Italia-Irlanda del Nord, Gattuso: "La palla scottava, ma non ci siamo demotivati"
italiaIl Ct a Sky dopo la vittoria: "Il difetto di questo gruppo era sciogliersi alla prima difficoltà, oggi non lo abbiamo fatto. Ha lavorato anche su di me per stare più tranquillo e togliere pressioni ai ragazzi. Bastoni al 99% non avrebbe dovuto giocare, Mancini si è allenato con dolore, vedo grande attaccamento"
Primo atto della missione playoff completato. L'Italia fatica nel primo tempo ma poi batte 2-0 l'Irlanda del Nord e va in finale. "Nel primo tempo abbiamo fatto tantissima fatica, ma lo sapevamo che non ci avrebbero steso il tappeto rosso per segnare. Che giochino in B e C non c'entra, è gente avvelenata, magari senza una grandissima qualità, ma che gioca su ogni pallone — è l'analisi di Gattuso a Sky dopo la partita —. Oggi ci hanno anche un po' sorpreso, noi abbiamo sbagliato la posizione di Locatelli, eravamo piatti. Nel secondo tempo, poi, molto meglio. La palla scottava, ringrazio i tifosi perché ho sentito tanti applausi e quasi nessun fischio quando stavamo facendo fatica".

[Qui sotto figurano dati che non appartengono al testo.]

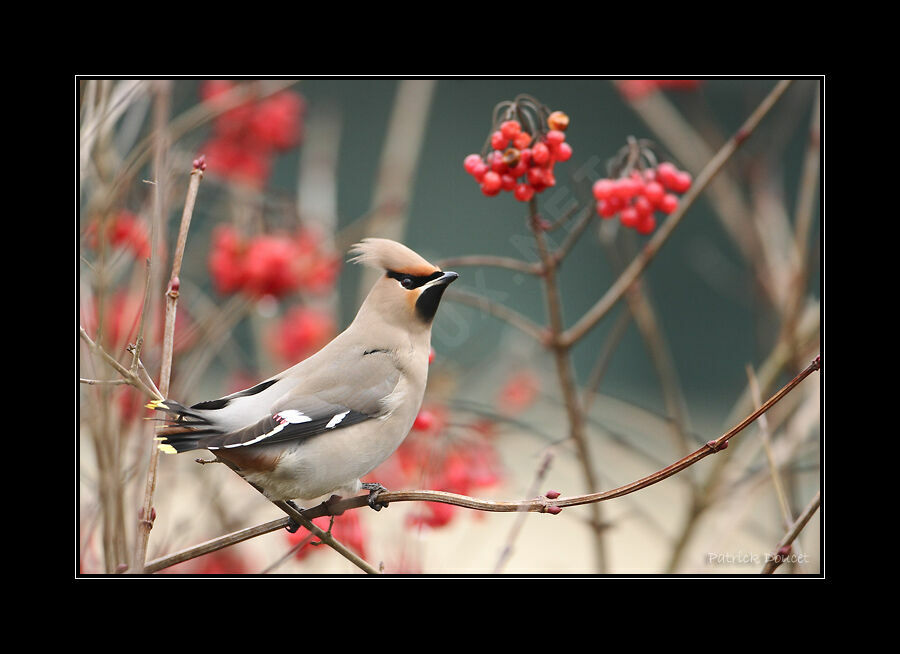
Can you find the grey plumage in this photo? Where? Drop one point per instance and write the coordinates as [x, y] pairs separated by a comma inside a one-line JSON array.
[[317, 427]]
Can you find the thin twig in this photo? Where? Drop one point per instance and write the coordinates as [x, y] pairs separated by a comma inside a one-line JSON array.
[[767, 447], [643, 259], [509, 263], [783, 547], [506, 552], [563, 360], [144, 526]]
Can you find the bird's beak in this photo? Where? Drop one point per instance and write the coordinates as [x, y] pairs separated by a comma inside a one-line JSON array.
[[447, 278], [430, 295]]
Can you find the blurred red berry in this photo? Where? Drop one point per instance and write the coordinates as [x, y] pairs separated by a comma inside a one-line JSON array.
[[300, 333], [564, 152], [471, 162], [510, 129], [519, 391], [522, 140], [424, 421], [270, 266], [645, 224], [555, 137], [558, 121], [668, 204], [540, 153], [524, 192], [276, 121]]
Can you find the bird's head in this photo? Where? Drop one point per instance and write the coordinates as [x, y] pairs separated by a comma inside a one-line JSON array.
[[410, 289]]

Parola d'ordine: attaccamento
E poi il tema del gruppo: "Bastoni al 99% non avrebbe dovuto giocare, Mancini si è allenato con dolore. Allo stadio c'erano tanti altri, come Di Lorenzo o Zaccagni, e io non ho chiesto nulla, sono venuti spontaneamente - ha proseguito Gattuso —. Per tanti anni è mancato questo, l'attaccamento, che prima era un pane quotidiano. Le mie scelte? Anche chi non ho potuto chiamare aveva fatto grandi cose, in tanti meritavano, ma credo fortemente che in poco tempo si deve parlare tutti la stessa lingua".
"Ci scioglievamo alla prima difficoltà, oggi non è successo"
Ora testa alla finale: "Intanto recuperiamo, staremo a Coverciano, a casa nostra — dice Gattuso —. Fin dal primo giorno non posso lamentarmi di nulla, i ragazzi hanno dato davvero tutto, peccato solo per come è finita la partita di San Siro contro la Norvegia, il difetto di questo gruppo è sciogliersi alla prima difficoltà, oggi nel primo tempo bloccato non lo abbiamo fatto. Ho lavorato anche su di me, per non sbraitare e stare più tranquillo in panchina, per infondere tranquillità ai ragazzi e togliere pressione".